In at least 178 states across the globe, countries have signed Unesco’s Convention for the Safeguarding of the Intangible Cultural Heritage, and now Switzerland and Britain are trying to get Watchmaking added to the list as one of those crafts. This convention lets states register (or apply for) “‘traditions or living expressions inherited from our ancestors and passed on to our descendants’ — such as crafts, skills and cultural events.” Once added to this list it gives that craft a status that attracts funding, business, and protection in the event that it is endangered. Watchmaking is slowly becoming one those skills that needs help from fading into the past because of how long it takes to be trained and with industrialization there has been some loss of skill. Watchmaking has been seen as a luxury business and only for the super wealthy but something as important as telling time should be protected because it isn’t only for the rich, its for everyone – its cultural.

“Patricia Lovett, chairwoman of the Heritage Crafts Association, has been lobbying the government to sign the Unesco convention for almost 10 years.” The Association is about to publish it’s ‘Red List of Endangered Crafts’ which will include watchmaking and getting watchmaking added to Unesco’s list will certainly benefit Britain and its economy.
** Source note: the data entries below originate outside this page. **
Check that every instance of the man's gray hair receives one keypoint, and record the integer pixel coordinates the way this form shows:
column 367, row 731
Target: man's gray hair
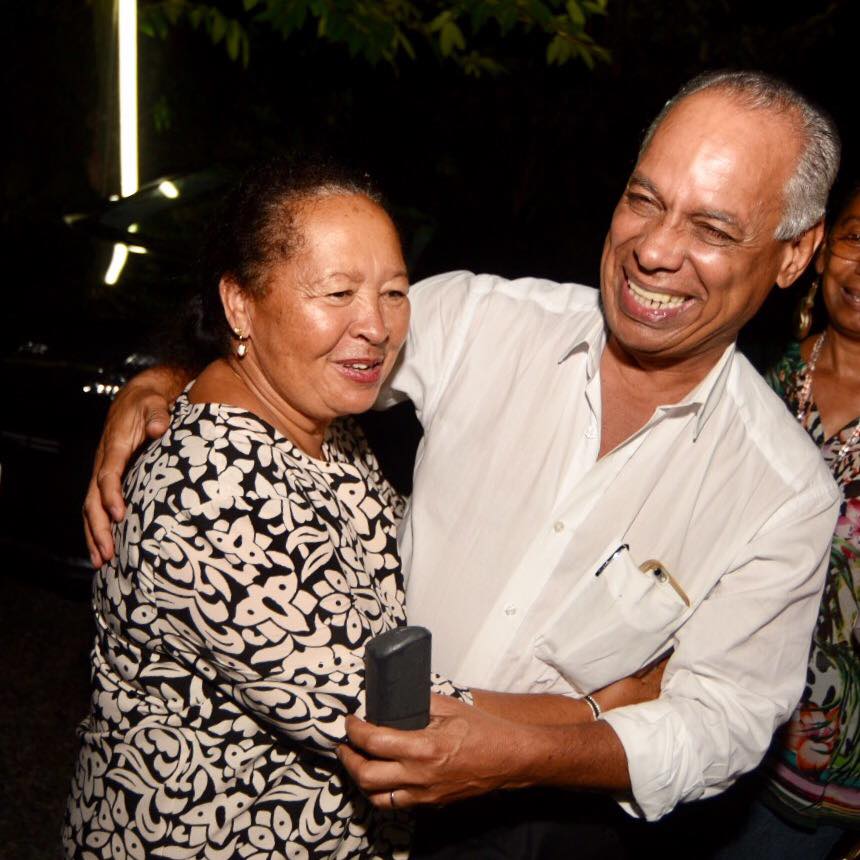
column 807, row 189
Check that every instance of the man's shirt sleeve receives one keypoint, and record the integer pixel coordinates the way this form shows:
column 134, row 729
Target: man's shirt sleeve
column 442, row 307
column 739, row 666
With many crafters being pushed out of historic places in favor of high end developments and possibly less than “30 watchmakers in the U.K. who are commercially capable of making a watch from scratch to a very high standard,” this essential heritage would be protected under Unesco if added. Arts and crafts are not always taken as seriously as they should even though in 2015 they contributed around $11 billion to the British economy which is more than the richest soccer league in the country. So it makes sense to protect and shore up this essential corner of the market from a financial standpoint if not for the culture, heritage and knowledge of these skill sets.